Celui-ci se dégagea vivement et poussa sa femme de l'autre côté de la pièce. Hermione bascula en arrière et s'ouvrit le crâne contre le coin de la table à manger et Ronald, sous le choc, observa le corps tomber au ralenti.

Il reposa le verre qu'il avait pris quelques secondes plus tôt et s'accroupi aux côtés de sa femme.

- Hermione ? Hermione, arrête de faire semblant, réveilles-toi ! cria-t-il. Hermione !

Il se mit alors à pleurer contre le corps sans vie de sa femme, ne pensant pas une seconde à contacter un médicomage, aveuglé par la douleur qu'éprouvait son cœur.

Ce fut Dean, le lendemain, qui le découvrit affalé contre le corps froid de son épouse, sur le sol de la cuisine. Paniqué, il appela les médicomages et Ronald leur annonça une mauvaise chute. Ils ne posèrent aucune question et Ronald déversa sa colère et sa tristesse sur Dean qui l'écouta patiemment, loin des oreilles indiscrètes.

Dean, qui faisait d'étranges études mêlant la science moldue à l'astrologie et la divination, promit de trouver une solution pour faire revivre, si ce n'est sa femme, au moins son souvenir.

Ils rejoignirent des amis au Chaudron Baveur dans la soirée. Dean et Ronald furent ceux qui burent le plus, comme pour oublier la dure journée qu'ils venaient de passer. Lorsque les autres partirent, Ginny les avait rejoint et apprit de Dean le décès de son amie, non sans peine. Ronald ne lui parlait plus beaucoup depuis quelques mois et elle tenta de le rassurer du mieux qu'elle le put. Ils n'avaient prévenus personne : ni Harry, ni les parents de la jeune femme, et Ginny se sentit ainsi mise à l'écart.
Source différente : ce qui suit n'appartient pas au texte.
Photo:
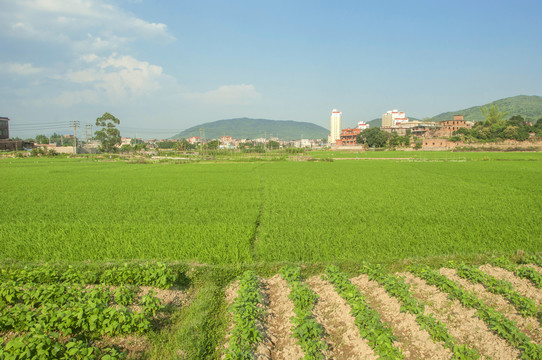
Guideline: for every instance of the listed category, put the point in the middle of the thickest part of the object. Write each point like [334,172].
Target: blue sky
[164,66]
Dean expliqua alors, en plein délire et sous l'effet de l'alcool, à Ron, que l'amitié fraternelle qui liait Hermione à Harry maintenait certainement l'âme d'Hermione en vie, quelque part. Et que le sang du Survivant pourrait certainement faire revivre l'épouse du rouquin. Ginny, peu certaine de ce plan foireux, écouta Dean disserter une heure durant sur les liens fraternels et le noyau magique qui pourrait faire revivre l'âme et le corps de la personne même soixante-douze heures après.

- De toutes façons, maman ne l'appréciait pas tant que ça, finit par dire Ron. Elle nous disait depuis le début de ne pas trop nous attacher à Harry et Hermione, qu'ils devaient servir pour Dumbledore, fit-il en reniflant.

- C'est vrai, répondit Ginny. Dumbledore nous donnait de l'argent de poche, et aidait maman aussi pour accueillir Harry comme si c'était le dernier membre de la famille. Pour nous, peu nous importait au début mais tu as beaucoup souffert à cause de Harry, je suis désolée…

- Pas ta faute, grogna Ron. J'ai été assez idiot pour réellement devenir ami avec lui. Il avait l'air tellement perdu ! Je n'allais pas le laisser devenir ami avec Malfoy, Dumbledore m'en aurait voulu et maman m'aurait tuée.

La discussion continua dans ce sens pendant plus d'une heure, loin des conversations plus joviales des autres personnes autour d'eux. Protégés par un Silencio, Dean leur donna rendez-vous le lendemain après-midi dans une des ruelles du Chemin de Traverse. Et ce fut bien le lendemain que Ronald amena Harry dans les rues de la rue marchande afin de rendre visite aux jumeaux.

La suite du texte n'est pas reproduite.